Simultaneous thermoosmotic and thermoelectric responses in nanoconfined electrolyte solutions: Effects of nanopore structures and membrane properties

TL;DR

This study investigates how nanostructure and membrane properties influence thermoelectric and thermoosmotic responses in electrolyte-filled nanopores, revealing key factors that enhance energy conversion efficiency in nanofluidic systems.

Contribution

It introduces a semi-analytical model considering membrane thermal conductivity and interface effects, providing new insights into optimizing nanofluidic thermoelectric performance.

Findings

Access resistance reduces short circuit current at low electrolyte concentrations.

Lower thermal conductivity ratio enhances thermoelectric and thermoosmotic responses.
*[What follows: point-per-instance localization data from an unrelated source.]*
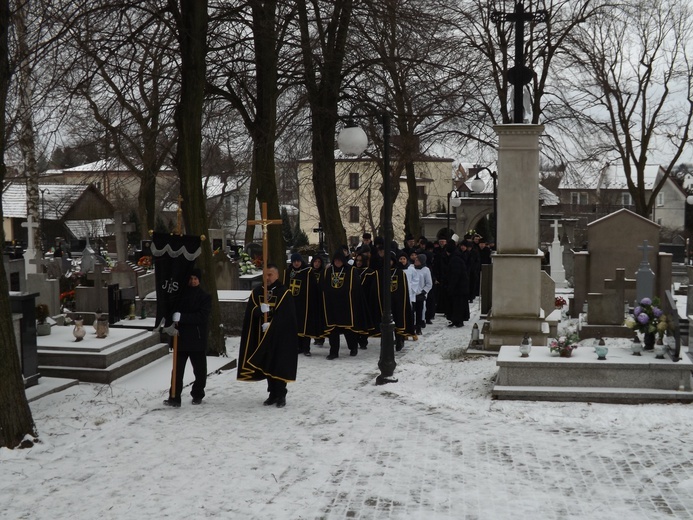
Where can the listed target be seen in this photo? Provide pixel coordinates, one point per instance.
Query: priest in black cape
(342, 303)
(269, 349)
(299, 279)
(400, 302)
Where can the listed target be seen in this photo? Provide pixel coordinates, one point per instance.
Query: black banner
(174, 258)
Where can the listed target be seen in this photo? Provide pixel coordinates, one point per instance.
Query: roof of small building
(612, 176)
(55, 200)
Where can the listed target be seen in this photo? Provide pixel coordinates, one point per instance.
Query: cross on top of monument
(620, 283)
(519, 74)
(645, 250)
(120, 229)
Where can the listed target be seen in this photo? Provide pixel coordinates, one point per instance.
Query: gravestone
(606, 310)
(613, 243)
(548, 293)
(88, 299)
(644, 278)
(146, 283)
(226, 273)
(557, 270)
(25, 304)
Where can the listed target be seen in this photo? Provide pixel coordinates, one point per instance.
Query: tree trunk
(192, 34)
(412, 219)
(265, 126)
(26, 135)
(15, 415)
(323, 79)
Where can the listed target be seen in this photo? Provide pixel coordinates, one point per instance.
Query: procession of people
(327, 298)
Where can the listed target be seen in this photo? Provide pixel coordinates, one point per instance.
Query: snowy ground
(432, 446)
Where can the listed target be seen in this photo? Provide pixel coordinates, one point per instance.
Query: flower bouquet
(648, 318)
(564, 345)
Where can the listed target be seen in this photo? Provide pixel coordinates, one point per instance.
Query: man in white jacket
(425, 286)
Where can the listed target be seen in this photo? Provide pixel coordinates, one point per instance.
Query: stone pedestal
(25, 304)
(516, 282)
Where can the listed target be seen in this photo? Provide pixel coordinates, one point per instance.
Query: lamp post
(352, 140)
(477, 185)
(43, 215)
(455, 202)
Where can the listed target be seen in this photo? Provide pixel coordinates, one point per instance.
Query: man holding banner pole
(174, 259)
(190, 321)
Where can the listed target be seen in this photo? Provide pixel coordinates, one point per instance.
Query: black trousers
(431, 302)
(276, 387)
(419, 320)
(303, 344)
(350, 336)
(198, 360)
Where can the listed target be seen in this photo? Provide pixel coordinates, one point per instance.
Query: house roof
(612, 176)
(55, 200)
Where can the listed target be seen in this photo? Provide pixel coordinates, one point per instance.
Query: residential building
(360, 200)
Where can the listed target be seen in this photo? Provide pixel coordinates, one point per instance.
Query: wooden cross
(519, 75)
(265, 223)
(619, 284)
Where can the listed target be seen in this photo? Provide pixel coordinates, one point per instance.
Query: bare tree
(408, 66)
(250, 43)
(124, 82)
(324, 30)
(16, 422)
(491, 40)
(633, 89)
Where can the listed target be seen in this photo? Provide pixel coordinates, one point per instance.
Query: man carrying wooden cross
(269, 339)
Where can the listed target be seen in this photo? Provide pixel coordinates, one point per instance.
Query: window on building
(578, 198)
(354, 180)
(354, 214)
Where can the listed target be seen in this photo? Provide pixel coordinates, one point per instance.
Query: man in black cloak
(299, 279)
(269, 340)
(341, 292)
(400, 304)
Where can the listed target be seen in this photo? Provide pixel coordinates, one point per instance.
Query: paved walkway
(432, 446)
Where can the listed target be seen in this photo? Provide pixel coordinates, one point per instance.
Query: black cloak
(273, 353)
(304, 288)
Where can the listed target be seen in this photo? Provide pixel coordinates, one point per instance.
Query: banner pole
(179, 217)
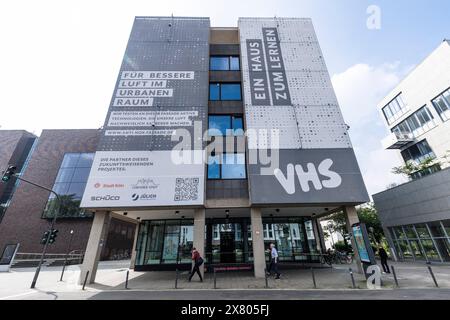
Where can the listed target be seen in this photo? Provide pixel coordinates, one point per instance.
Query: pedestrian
(198, 261)
(273, 261)
(383, 256)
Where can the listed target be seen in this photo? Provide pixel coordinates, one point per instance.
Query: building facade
(223, 139)
(60, 160)
(416, 215)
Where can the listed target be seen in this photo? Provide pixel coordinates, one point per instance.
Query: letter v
(288, 182)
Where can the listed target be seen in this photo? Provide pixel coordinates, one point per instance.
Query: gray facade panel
(426, 199)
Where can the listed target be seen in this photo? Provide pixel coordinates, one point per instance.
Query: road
(385, 294)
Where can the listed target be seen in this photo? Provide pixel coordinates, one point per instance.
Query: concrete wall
(425, 199)
(22, 221)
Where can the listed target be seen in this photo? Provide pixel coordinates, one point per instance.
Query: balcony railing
(397, 140)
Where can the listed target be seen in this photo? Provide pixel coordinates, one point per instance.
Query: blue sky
(61, 56)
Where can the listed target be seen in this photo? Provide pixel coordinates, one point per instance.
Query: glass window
(219, 125)
(213, 167)
(442, 105)
(238, 126)
(230, 91)
(233, 166)
(224, 63)
(219, 63)
(394, 109)
(227, 166)
(214, 92)
(234, 63)
(69, 184)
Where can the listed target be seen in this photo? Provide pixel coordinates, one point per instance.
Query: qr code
(186, 189)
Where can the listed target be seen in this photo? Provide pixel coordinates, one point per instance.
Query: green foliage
(342, 246)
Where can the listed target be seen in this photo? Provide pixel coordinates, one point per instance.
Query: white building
(416, 215)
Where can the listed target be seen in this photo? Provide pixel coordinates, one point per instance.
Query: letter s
(334, 180)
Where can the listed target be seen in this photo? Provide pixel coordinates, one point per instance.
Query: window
(394, 109)
(223, 125)
(224, 63)
(224, 91)
(227, 166)
(69, 185)
(416, 124)
(442, 105)
(418, 152)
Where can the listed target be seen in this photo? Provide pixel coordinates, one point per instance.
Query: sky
(59, 59)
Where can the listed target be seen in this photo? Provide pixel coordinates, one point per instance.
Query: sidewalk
(111, 277)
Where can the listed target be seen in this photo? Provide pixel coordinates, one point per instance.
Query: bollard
(353, 278)
(395, 276)
(85, 279)
(314, 277)
(265, 277)
(432, 276)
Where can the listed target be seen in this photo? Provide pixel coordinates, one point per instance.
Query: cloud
(359, 89)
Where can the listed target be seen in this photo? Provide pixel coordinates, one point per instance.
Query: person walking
(383, 256)
(198, 261)
(273, 261)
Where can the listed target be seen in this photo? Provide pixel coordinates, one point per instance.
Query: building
(275, 157)
(15, 147)
(60, 160)
(416, 215)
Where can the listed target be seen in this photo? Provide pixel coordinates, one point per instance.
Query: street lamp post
(44, 250)
(67, 253)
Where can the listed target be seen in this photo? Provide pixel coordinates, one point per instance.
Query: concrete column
(318, 233)
(393, 250)
(259, 260)
(97, 238)
(199, 234)
(133, 249)
(351, 217)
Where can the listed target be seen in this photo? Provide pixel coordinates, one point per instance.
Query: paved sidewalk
(111, 278)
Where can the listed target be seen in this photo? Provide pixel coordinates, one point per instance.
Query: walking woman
(198, 261)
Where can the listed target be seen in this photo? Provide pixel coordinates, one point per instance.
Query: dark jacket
(382, 253)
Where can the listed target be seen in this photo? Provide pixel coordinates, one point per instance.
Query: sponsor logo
(145, 184)
(105, 198)
(109, 185)
(144, 196)
(311, 175)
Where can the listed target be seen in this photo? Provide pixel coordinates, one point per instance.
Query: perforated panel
(313, 119)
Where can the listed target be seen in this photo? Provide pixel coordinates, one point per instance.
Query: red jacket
(195, 255)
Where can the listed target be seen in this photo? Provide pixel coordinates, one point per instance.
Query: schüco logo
(105, 198)
(144, 196)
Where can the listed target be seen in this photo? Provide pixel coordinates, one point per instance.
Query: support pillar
(97, 238)
(351, 217)
(199, 234)
(259, 260)
(134, 249)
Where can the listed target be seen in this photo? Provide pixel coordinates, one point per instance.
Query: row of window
(397, 107)
(224, 63)
(225, 92)
(428, 241)
(227, 166)
(442, 105)
(418, 152)
(416, 124)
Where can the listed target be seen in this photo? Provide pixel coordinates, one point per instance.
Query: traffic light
(8, 173)
(45, 237)
(53, 234)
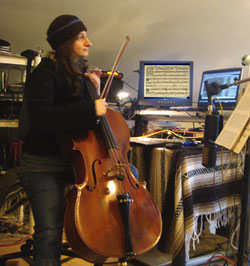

Maximum power density exceeds that of typical thermo-supercapacitors by an order of magnitude.

Abstract

Hypothesis: Nanofluidic systems provide an emerging and efficient platform for thermoelectric conversion and fluid pumping with low-grade heat energy. As a basis of their performance enhancement, the effects of the structures and properties of the nanofluidic systems on the thermoelectric response (TER) and the thermoosmotic response (TOR) are yet to be explored. Methods: The simultaneous TER and TOR of electrolyte solutions in nanofluidic membrane pores on which an axial temperature gradient is exerted are investigated numerically and semi-analytically. A semi-analytical model is developed with the consideration of finite membrane thermal conductivity and the reservoir/entrance effect. Findings: The increase in the access resistance due to the nanopore-reservoir interfaces accounts for the decrease of short circuit current at the low concentration regime. The decrease in the thermal conductivity ratio can enhance the TER and TOR. The maximum power density occurring at the nanopore radius twice the Debye length ranges from several to dozens of mW K$^{-2}$ m$^{-2}$ and is an order of magnitude higher than typical thermo-supercapacitors. The surface charge polarity can heavily affect the sign and magnitude of the short-circuit current, the Seebeck coefficient, and the open-circuit thermoosmotic coefficient, but has less effect on the short-circuit thermoosmotic coefficient. Furthermore, the membrane thickness makes different impacts on TER and TOR for zero and finite membrane thermal conductivity.